If a tree falls in a forest but produces no trackable data, does it make a sound? 

Without the appropriate tracked data, it’s impossible to fully encapsulate the success of your SPIFF campaign. Plus, with the right tools, you can derive important lessons you can apply to future partner incentive programs. 

Consider how the generated revenue during the SPIFF campaign compares to past periods and past years. How did the revenue increase measure against the added spending? 

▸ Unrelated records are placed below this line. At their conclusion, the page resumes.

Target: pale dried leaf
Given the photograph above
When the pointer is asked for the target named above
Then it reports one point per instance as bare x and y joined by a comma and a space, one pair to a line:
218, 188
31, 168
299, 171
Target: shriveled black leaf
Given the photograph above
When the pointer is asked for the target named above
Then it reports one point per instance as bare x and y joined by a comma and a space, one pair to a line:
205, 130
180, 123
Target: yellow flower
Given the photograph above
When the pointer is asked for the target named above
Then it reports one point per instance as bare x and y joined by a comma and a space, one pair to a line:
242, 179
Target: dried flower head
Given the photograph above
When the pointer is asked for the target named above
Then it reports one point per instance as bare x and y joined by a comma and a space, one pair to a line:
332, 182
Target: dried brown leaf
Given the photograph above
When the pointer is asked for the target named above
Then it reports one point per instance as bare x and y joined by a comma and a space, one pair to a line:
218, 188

There will always be circumstances that influence profits from one period to the next, whether it be industry shifts, world events, new marketing messages, etc. To eliminate such external factors when testing SPIFF campaigns, some companies establish a control group that operates without the SPIFFs simultaneously with the campaign. This allows them to gather comparative data for the same time period for optimal accuracy.  

9. Consider Enlisting SPIFF Software for Easier Facilitation of Your Incentive Programs 

As your partner program grows and diversifies, manually managing your SPIFF campaigns will become an increasingly time-consuming task. Consider investing in software that semi-automates the reward distribution, lets recipients choose from multiple incentive options, and lets partners access their prizes from your PRM platform; many B2B gift card platforms will integrate with Allbound for a seamless experience. 

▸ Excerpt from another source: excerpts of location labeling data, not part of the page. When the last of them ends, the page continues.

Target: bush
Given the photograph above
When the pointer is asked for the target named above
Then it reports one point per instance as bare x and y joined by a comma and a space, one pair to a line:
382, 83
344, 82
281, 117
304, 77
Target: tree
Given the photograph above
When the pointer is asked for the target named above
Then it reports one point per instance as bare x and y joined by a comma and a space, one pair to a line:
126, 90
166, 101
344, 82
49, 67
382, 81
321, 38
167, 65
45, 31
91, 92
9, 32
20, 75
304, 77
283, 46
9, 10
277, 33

Examples of leading incentive software you can utilize for your SPIFF program include:

  • TangoCard
  • Incentive Solutions
  • Virtual Incentives

Streamlining the reward process helps you sidestep a potential faux pas, delaying distribution until weeks (or months) after the SPIFF campaign ends. 

Bottom Line About Incentivizing Partners With SPIFF Programs

A SPIFF program can produce tremendous results in your revenue numbers and partner relationships. Creating an effective channel incentive initiative comes down to mapping out your goals, adequate marketing, the appropriate rewards, and the right participants. When executed correctly, your SPIFF program will motivate your partners and build strong bonds, resulting in long-term success.